Accident numbers reached their second highest level in ten years, writes Jan-Arwed Richter, founder of the Hamburg Jet Airliner Crash Data Evaluation Centre (JACDEC). The number stands almost four times higher than in the previous year, when only 251 people were killed in aviation accidents, Richter explained.
About half of the fatalities came from the Asia-Pacific region. Although flying remains the safest way of travelling, 2014 marks an atypical year following a series of years with falling numbers of victims.
The world’s new leading airline in terms of its safety record, is Cathay Pacific from Hong Kong, followed by Emirates, EVA Air of Taiwan and Air Canada. The safest airline in Europe is now the Dutch KLM in fifth place, ahead of Air New Zealand and Qantas of Australia.
However the Middle East comes out well, maintaining incident levels at 57, and with the two UAE operators bracketing the top ten. Emirates came second only to Cathay Pacific, while Etihad ranked tenth out of 60.

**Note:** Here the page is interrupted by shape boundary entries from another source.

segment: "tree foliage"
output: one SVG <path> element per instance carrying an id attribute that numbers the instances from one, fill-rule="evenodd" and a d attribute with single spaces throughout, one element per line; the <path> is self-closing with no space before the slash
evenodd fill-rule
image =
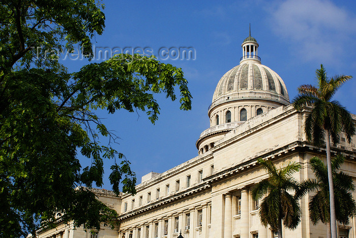
<path id="1" fill-rule="evenodd" d="M 269 177 L 256 185 L 252 190 L 252 197 L 256 200 L 262 199 L 259 208 L 262 224 L 264 226 L 270 225 L 272 229 L 278 230 L 278 237 L 281 238 L 282 221 L 285 227 L 294 229 L 301 221 L 299 202 L 288 192 L 299 189 L 299 183 L 291 175 L 299 171 L 300 165 L 289 162 L 278 169 L 270 160 L 260 158 L 258 161 L 266 169 Z"/>
<path id="2" fill-rule="evenodd" d="M 115 136 L 95 114 L 125 109 L 146 112 L 153 123 L 160 108 L 155 95 L 191 108 L 181 69 L 154 57 L 121 54 L 69 73 L 48 49 L 70 51 L 76 44 L 93 55 L 91 39 L 104 27 L 96 0 L 5 0 L 0 5 L 0 232 L 34 233 L 61 216 L 78 226 L 115 225 L 116 212 L 96 199 L 105 159 L 113 159 L 115 193 L 135 193 L 136 177 Z M 109 138 L 103 144 L 100 138 Z M 91 165 L 81 168 L 78 156 Z M 75 189 L 76 188 L 77 188 Z M 88 212 L 90 211 L 90 212 Z"/>
<path id="3" fill-rule="evenodd" d="M 330 220 L 331 236 L 337 236 L 336 215 L 333 181 L 330 139 L 334 144 L 340 140 L 343 131 L 347 141 L 355 134 L 355 125 L 350 113 L 336 101 L 331 101 L 338 89 L 350 76 L 337 75 L 328 78 L 322 65 L 316 70 L 318 86 L 302 85 L 298 88 L 299 95 L 293 100 L 296 110 L 301 110 L 305 106 L 312 106 L 304 124 L 307 139 L 316 145 L 324 143 L 327 148 L 329 196 L 330 196 Z"/>
<path id="4" fill-rule="evenodd" d="M 356 203 L 352 194 L 355 189 L 352 177 L 339 171 L 344 160 L 343 156 L 338 155 L 332 160 L 332 166 L 336 219 L 346 225 L 350 218 L 356 214 Z M 315 192 L 309 202 L 310 220 L 314 225 L 319 221 L 327 224 L 330 222 L 328 168 L 322 161 L 316 157 L 310 159 L 310 165 L 316 178 L 303 181 L 297 196 L 301 197 L 309 192 Z"/>

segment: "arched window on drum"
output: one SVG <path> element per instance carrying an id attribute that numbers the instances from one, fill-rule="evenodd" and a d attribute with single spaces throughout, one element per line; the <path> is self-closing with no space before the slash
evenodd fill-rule
<path id="1" fill-rule="evenodd" d="M 240 121 L 244 122 L 247 120 L 247 111 L 245 108 L 243 108 L 240 111 Z"/>
<path id="2" fill-rule="evenodd" d="M 225 123 L 231 122 L 231 113 L 230 111 L 227 111 L 225 113 Z"/>
<path id="3" fill-rule="evenodd" d="M 262 108 L 258 108 L 257 111 L 256 111 L 256 115 L 260 115 L 263 113 L 263 110 Z"/>

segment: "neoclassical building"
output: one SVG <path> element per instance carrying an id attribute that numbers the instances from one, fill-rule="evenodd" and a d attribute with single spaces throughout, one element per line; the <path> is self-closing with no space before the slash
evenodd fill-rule
<path id="1" fill-rule="evenodd" d="M 313 177 L 309 159 L 325 159 L 325 148 L 308 143 L 304 132 L 310 108 L 297 111 L 279 76 L 261 64 L 258 44 L 251 36 L 242 45 L 240 64 L 219 81 L 209 108 L 210 127 L 196 141 L 198 155 L 162 173 L 151 172 L 137 185 L 137 194 L 116 196 L 96 190 L 99 199 L 120 214 L 120 227 L 106 227 L 96 234 L 58 223 L 56 229 L 40 230 L 39 237 L 273 238 L 274 230 L 261 225 L 259 201 L 251 196 L 254 185 L 268 175 L 256 159 L 277 166 L 300 163 L 298 181 Z M 354 120 L 356 116 L 353 115 Z M 351 144 L 341 135 L 332 154 L 347 159 L 342 169 L 356 179 L 356 137 Z M 300 201 L 302 217 L 285 237 L 326 238 L 326 226 L 309 219 L 306 196 Z M 338 224 L 340 238 L 356 238 L 356 221 Z"/>

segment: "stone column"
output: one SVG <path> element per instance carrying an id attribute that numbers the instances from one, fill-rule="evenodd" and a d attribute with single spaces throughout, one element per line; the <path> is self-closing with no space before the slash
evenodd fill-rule
<path id="1" fill-rule="evenodd" d="M 224 238 L 232 237 L 232 196 L 225 194 L 225 219 L 224 221 Z"/>
<path id="2" fill-rule="evenodd" d="M 163 233 L 163 220 L 160 219 L 158 221 L 158 237 L 159 238 L 162 237 L 162 235 Z"/>
<path id="3" fill-rule="evenodd" d="M 241 191 L 241 215 L 240 218 L 240 230 L 241 238 L 249 237 L 249 193 L 244 188 Z M 262 236 L 261 236 L 262 237 Z"/>
<path id="4" fill-rule="evenodd" d="M 193 207 L 190 210 L 190 223 L 189 223 L 189 238 L 194 238 L 195 235 L 195 224 L 196 224 L 196 218 L 195 217 L 195 209 Z"/>
<path id="5" fill-rule="evenodd" d="M 201 225 L 201 237 L 206 237 L 206 231 L 207 230 L 207 203 L 203 205 L 202 208 L 202 219 Z"/>
<path id="6" fill-rule="evenodd" d="M 183 221 L 183 220 L 184 220 L 183 219 L 183 218 L 184 218 L 183 214 L 184 214 L 183 212 L 180 212 L 180 214 L 178 216 L 178 217 L 179 217 L 178 219 L 179 220 L 179 224 L 178 224 L 178 233 L 181 232 L 181 231 L 182 232 L 183 231 L 184 231 L 184 227 L 183 226 L 184 225 L 184 224 L 183 224 L 183 222 L 184 222 L 184 221 Z"/>

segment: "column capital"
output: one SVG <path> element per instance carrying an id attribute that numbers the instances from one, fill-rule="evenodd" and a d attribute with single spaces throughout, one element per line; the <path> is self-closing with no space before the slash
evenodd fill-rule
<path id="1" fill-rule="evenodd" d="M 231 197 L 232 196 L 232 194 L 230 192 L 227 192 L 225 194 L 224 194 L 225 195 L 225 197 Z"/>

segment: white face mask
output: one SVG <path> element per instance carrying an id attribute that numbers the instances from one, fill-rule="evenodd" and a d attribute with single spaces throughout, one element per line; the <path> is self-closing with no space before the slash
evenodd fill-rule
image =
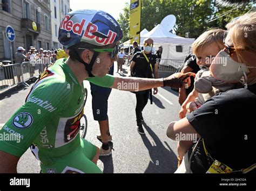
<path id="1" fill-rule="evenodd" d="M 152 47 L 150 46 L 144 46 L 144 50 L 147 52 L 151 52 L 152 50 Z"/>
<path id="2" fill-rule="evenodd" d="M 228 83 L 241 81 L 243 76 L 250 70 L 244 63 L 234 61 L 224 50 L 220 51 L 213 60 L 209 69 L 212 75 L 216 79 Z"/>

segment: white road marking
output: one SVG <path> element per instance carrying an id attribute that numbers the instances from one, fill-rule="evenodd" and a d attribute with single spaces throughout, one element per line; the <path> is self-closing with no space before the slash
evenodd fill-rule
<path id="1" fill-rule="evenodd" d="M 161 98 L 163 98 L 163 99 L 164 99 L 164 100 L 165 100 L 165 101 L 166 101 L 168 104 L 169 104 L 170 105 L 173 105 L 173 103 L 172 103 L 171 101 L 170 101 L 168 99 L 167 99 L 166 98 L 165 98 L 163 96 L 161 95 L 159 92 L 157 93 L 157 94 L 158 96 L 159 96 L 160 97 L 161 97 Z"/>

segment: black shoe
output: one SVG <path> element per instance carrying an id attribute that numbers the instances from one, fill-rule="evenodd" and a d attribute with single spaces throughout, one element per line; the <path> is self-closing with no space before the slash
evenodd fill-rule
<path id="1" fill-rule="evenodd" d="M 145 134 L 144 130 L 143 129 L 143 127 L 142 127 L 142 125 L 138 125 L 137 129 L 138 130 L 138 132 L 139 132 L 139 134 L 142 135 Z"/>

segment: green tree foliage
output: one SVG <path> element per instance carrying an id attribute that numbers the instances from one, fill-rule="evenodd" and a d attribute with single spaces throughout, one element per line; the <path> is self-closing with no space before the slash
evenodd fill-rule
<path id="1" fill-rule="evenodd" d="M 122 41 L 125 42 L 130 38 L 130 4 L 126 3 L 123 12 L 119 13 L 117 22 L 123 29 L 124 37 Z"/>
<path id="2" fill-rule="evenodd" d="M 141 29 L 152 30 L 168 15 L 176 17 L 176 24 L 172 32 L 190 38 L 197 38 L 210 28 L 225 29 L 232 19 L 247 12 L 252 3 L 240 8 L 224 8 L 217 4 L 215 0 L 142 0 Z M 226 13 L 223 17 L 219 17 Z M 214 20 L 217 17 L 218 18 Z M 130 4 L 125 4 L 123 12 L 118 22 L 124 31 L 123 41 L 129 39 Z"/>

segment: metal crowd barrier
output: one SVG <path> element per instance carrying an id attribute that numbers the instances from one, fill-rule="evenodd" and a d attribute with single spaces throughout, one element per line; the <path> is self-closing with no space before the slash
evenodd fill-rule
<path id="1" fill-rule="evenodd" d="M 159 63 L 159 72 L 173 72 L 183 63 L 183 60 L 161 59 Z"/>
<path id="2" fill-rule="evenodd" d="M 20 84 L 29 86 L 26 81 L 38 77 L 51 62 L 53 62 L 52 57 L 22 63 L 0 65 L 0 93 Z"/>

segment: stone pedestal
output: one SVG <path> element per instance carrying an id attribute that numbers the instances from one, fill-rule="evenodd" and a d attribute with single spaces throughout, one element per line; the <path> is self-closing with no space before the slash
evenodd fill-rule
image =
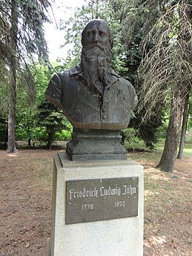
<path id="1" fill-rule="evenodd" d="M 68 157 L 54 158 L 47 255 L 143 255 L 142 166 L 130 160 Z"/>

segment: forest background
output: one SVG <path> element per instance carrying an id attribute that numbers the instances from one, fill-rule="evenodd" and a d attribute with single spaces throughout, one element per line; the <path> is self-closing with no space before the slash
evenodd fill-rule
<path id="1" fill-rule="evenodd" d="M 50 62 L 44 24 L 47 1 L 1 1 L 0 4 L 0 141 L 7 152 L 16 143 L 28 147 L 70 138 L 72 127 L 44 98 L 53 73 L 79 62 L 81 32 L 93 19 L 105 19 L 114 35 L 113 68 L 131 82 L 139 95 L 122 143 L 142 141 L 155 150 L 164 137 L 157 167 L 172 171 L 177 148 L 191 144 L 191 3 L 184 1 L 92 0 L 76 8 L 61 46 L 73 43 L 64 59 Z M 67 10 L 66 10 L 67 11 Z M 54 14 L 53 14 L 54 16 Z M 186 139 L 187 134 L 187 139 Z M 179 140 L 180 139 L 180 140 Z M 180 144 L 179 144 L 179 142 Z"/>

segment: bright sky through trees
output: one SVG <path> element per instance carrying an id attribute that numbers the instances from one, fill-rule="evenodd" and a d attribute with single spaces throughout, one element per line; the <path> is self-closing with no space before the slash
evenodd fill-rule
<path id="1" fill-rule="evenodd" d="M 80 7 L 84 3 L 84 0 L 57 0 L 56 4 L 53 4 L 53 15 L 50 10 L 50 19 L 52 24 L 46 23 L 44 24 L 45 39 L 47 42 L 49 56 L 50 60 L 55 60 L 57 57 L 64 57 L 69 45 L 60 48 L 60 45 L 64 44 L 64 31 L 59 28 L 59 20 L 67 20 L 73 15 L 76 7 Z"/>

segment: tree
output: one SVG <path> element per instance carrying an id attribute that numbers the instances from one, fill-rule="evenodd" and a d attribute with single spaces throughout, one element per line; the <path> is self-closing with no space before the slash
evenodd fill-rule
<path id="1" fill-rule="evenodd" d="M 180 140 L 179 152 L 177 155 L 178 159 L 182 159 L 183 157 L 183 149 L 184 149 L 184 145 L 185 145 L 185 135 L 186 135 L 186 131 L 187 131 L 187 127 L 188 127 L 188 114 L 189 114 L 188 110 L 190 110 L 189 97 L 190 97 L 189 93 L 187 93 L 187 95 L 185 96 L 184 108 L 183 108 L 181 140 Z"/>
<path id="2" fill-rule="evenodd" d="M 47 21 L 44 13 L 49 5 L 47 1 L 43 0 L 2 1 L 0 4 L 1 53 L 4 65 L 7 65 L 10 71 L 7 152 L 16 151 L 15 118 L 19 73 L 22 74 L 22 83 L 32 88 L 33 81 L 28 68 L 29 59 L 34 54 L 39 56 L 39 60 L 47 59 L 42 25 L 43 22 Z"/>
<path id="3" fill-rule="evenodd" d="M 71 126 L 64 116 L 62 111 L 59 110 L 45 99 L 39 106 L 39 110 L 38 124 L 46 128 L 47 145 L 49 149 L 51 149 L 56 132 L 61 131 L 62 129 L 70 131 Z"/>
<path id="4" fill-rule="evenodd" d="M 191 5 L 188 0 L 168 1 L 143 42 L 152 48 L 143 58 L 142 108 L 149 106 L 146 116 L 171 99 L 169 125 L 162 158 L 157 168 L 172 171 L 175 163 L 184 99 L 191 90 Z M 188 89 L 189 88 L 189 89 Z"/>

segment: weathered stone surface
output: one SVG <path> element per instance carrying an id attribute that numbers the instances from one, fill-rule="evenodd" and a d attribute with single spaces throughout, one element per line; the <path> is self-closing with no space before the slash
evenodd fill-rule
<path id="1" fill-rule="evenodd" d="M 131 160 L 72 162 L 63 153 L 54 163 L 50 255 L 142 256 L 142 166 Z M 137 216 L 66 224 L 67 183 L 135 177 L 139 179 Z"/>

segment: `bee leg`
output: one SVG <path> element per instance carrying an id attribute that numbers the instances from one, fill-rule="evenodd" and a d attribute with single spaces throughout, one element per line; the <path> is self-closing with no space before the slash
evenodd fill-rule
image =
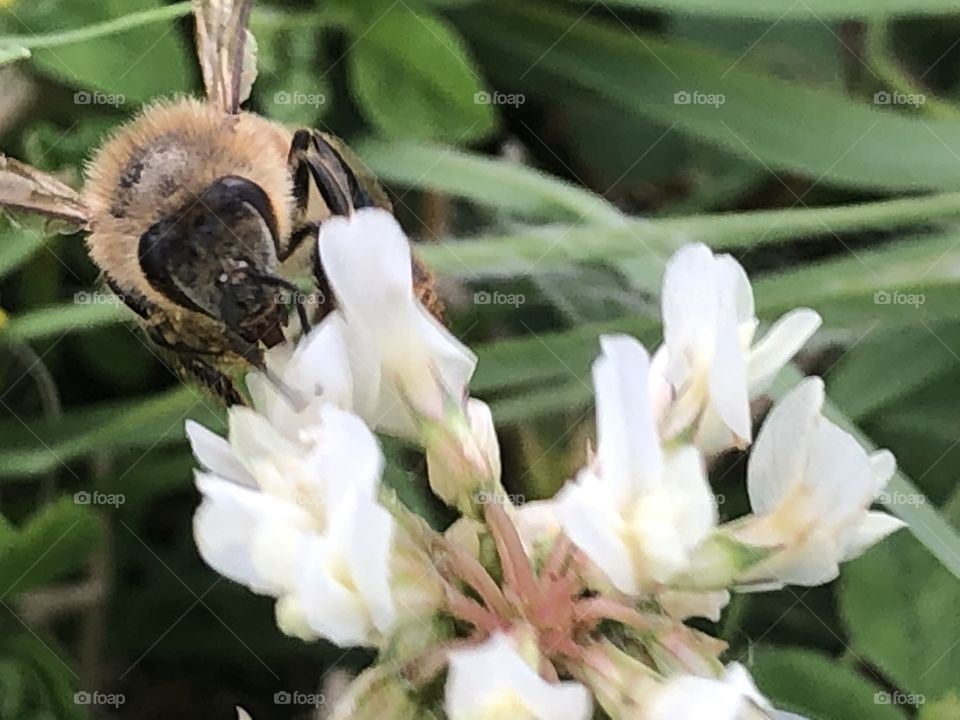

Lufthansa remains unchanged claimed their 12th place. Germany’s second largest airline Air Berlin climbed from 26th to 20th place.
From the 60 largest airlines included, more than half a dozen lost one of their aircraft, says the article. The JACDEC safety score is primarily calculated by the revenue traffic performance of an airline in relation to the number of serious incidents and total losses it experienced up to 30 years back.
The safest regions were North America and Eurasia (including Russia plus all GUS States east of Ukraine). These regions stand out, with not a single flight accident death in 2014.
Most deaths occurred in the Asia-Pacific region, where the half of all fatalities occurred in the past year.